Blog Post

December 1, 2016

The 5 Scariest Viruses

The 5 Scariest Viruses

The occasional runny nose is a part of life, but the virus that causes the common cold is a triviality compared the monsters lurking at the edge of human civilization. Some viruses are like tiny assassins waiting for the opportunity to pounce and kill with excruciating pain.

Ebola

Ebola, a hemorrhagic fever caused by Ebolavirus, is one of the deadliest infectious diseases ever discovered. The disease starts with flu-like symptoms, but after a few days the virus causes severe nausea, diarrhea, and sometimes bleeding from nose, mouth and eyes. In severe cases, the virus literally liquefies the internal organs of its host. The virus kills well over half of those it infects, and some strains of the disease kill more than 90 percent of its victims.

So far, scientists have only discovered Ebola outbreaks in small villages in Africa. The virus is extremely contagious, however, and could easily spread like wildfire around the world.

Marburg

Marburg is, like Ebola, a viral hemorrhagic fever, meaning that it destroys small blood vessels causing internal and external bleeding in its victims. The virus first affected humans in the early 1960s, when German factory workers handled infected monkeys in the city of Marburg. The disease is rare, but it's also extremely deadly. Mortality rates vary between 23 percent and 100 percent during some outbreaks.

Scientists and researchers continue to work towards a vaccine for Marburg, but so far they have made little progress.

Smallpox

By some estimates, Smallpox has killed more people than any other disease. Caused by the Variola virus, Smallpox gets its name from the disfiguring, fluid-filled blisters that cover its victims. The affliction emerged in human populations around 12,000 years ago and it has been destroying entire communities ever since. Some historians believe that Smallpox may have killed half of the indigenous populations of North and South America shortly after European colonization. According to the World Health Organization, it killed between 300 and 500 million people in 20th century.

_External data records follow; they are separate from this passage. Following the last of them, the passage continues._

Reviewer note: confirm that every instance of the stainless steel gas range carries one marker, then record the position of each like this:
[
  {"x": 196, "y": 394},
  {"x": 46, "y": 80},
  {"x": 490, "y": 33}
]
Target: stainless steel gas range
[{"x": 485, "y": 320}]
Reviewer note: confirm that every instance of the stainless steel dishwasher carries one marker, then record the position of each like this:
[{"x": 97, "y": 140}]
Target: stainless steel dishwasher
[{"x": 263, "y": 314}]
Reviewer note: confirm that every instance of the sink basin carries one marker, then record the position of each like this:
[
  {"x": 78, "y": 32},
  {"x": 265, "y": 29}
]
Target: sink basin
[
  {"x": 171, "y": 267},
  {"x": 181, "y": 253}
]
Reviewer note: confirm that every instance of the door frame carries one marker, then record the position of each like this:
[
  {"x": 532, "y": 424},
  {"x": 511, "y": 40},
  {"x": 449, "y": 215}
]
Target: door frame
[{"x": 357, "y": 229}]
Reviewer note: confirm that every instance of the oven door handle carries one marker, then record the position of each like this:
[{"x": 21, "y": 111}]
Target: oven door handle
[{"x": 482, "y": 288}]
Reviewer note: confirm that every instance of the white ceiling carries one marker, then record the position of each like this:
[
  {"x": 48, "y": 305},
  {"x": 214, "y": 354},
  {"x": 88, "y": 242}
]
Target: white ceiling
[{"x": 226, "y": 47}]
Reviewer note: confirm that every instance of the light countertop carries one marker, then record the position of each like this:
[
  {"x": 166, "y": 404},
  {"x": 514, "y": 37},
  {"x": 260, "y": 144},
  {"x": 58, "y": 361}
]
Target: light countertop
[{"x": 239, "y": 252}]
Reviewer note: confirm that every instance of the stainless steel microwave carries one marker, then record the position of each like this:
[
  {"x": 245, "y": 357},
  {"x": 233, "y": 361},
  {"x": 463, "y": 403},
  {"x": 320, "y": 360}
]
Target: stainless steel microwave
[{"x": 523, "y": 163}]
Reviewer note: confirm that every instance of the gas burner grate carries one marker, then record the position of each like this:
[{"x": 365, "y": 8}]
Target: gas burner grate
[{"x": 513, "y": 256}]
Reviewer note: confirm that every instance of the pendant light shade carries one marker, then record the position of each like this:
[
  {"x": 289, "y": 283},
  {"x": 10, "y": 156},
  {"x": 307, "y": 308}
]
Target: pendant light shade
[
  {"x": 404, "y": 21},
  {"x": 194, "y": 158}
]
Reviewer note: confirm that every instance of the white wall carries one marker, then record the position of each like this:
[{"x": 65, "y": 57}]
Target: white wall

Thanks to development of a vaccine, Smallpox no longer exists in nature. However, scientists at high-tech laboratories still study samples of the Variola virus.

Rabies

Rabies attacks the brain and nervous system, causing severe neurological symptoms, paralysis, and eventually death. The first signs of the disease are twitches and tingling feelings in the fingers and toes as the virus creeps up the nervous system. As the infection advances, patients become irrational, angry, and terrified to water. Eventually, the illness destroys the nervous system and causes death by paralysis.

The horrifying disease usually infects humans after a bite or scratch from an infected animal, like a dog. For millennia, a rabies infection was equivalent to a death sentence. In fact, until the invention of a vaccine in 1885, there was not a single documented case of a person surviving the illness.

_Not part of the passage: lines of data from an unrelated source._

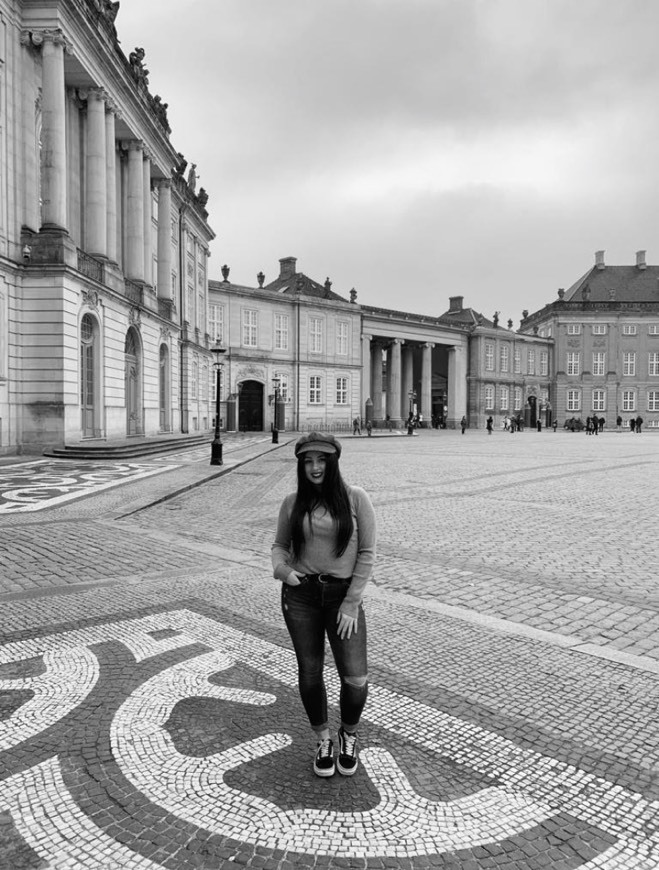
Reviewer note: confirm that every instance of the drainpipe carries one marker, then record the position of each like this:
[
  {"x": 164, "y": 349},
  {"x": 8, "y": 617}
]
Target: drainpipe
[
  {"x": 298, "y": 294},
  {"x": 181, "y": 277}
]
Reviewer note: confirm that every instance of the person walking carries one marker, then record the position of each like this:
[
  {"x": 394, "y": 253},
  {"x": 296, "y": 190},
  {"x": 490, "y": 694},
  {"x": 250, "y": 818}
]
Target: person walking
[{"x": 323, "y": 552}]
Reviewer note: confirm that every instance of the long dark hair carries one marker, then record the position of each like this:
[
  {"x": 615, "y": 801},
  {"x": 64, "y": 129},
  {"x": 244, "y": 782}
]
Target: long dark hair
[{"x": 332, "y": 494}]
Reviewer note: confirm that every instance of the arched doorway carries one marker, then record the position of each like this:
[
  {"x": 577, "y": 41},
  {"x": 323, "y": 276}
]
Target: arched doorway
[
  {"x": 89, "y": 377},
  {"x": 250, "y": 412},
  {"x": 164, "y": 391},
  {"x": 133, "y": 383}
]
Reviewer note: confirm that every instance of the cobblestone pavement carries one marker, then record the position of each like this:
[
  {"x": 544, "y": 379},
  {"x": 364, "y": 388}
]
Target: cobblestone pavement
[{"x": 148, "y": 706}]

Even though the vaccine is extremely effective against the disease, it only works if it is administered shortly after infection. Once the virus starts causing symptoms, it's too late. Today, rabies kills approximately 50,000 people every year.

Influenza

In the modern ear, it's easy to dismiss the flu as a minor inconvenience. Historically, though, the disease is one of the world's most prolific killers. During the 1980 Spanish flu pandemic, the worst flu pandemic in recorded history, the virus infected almost 40 percent of the world's population and killed a staggering 50 million people.

Influenza is still dangerous because it changes and adapts very quickly. Every year, researchers struggle to redesign their vaccines in a struggle to keep up with the virus.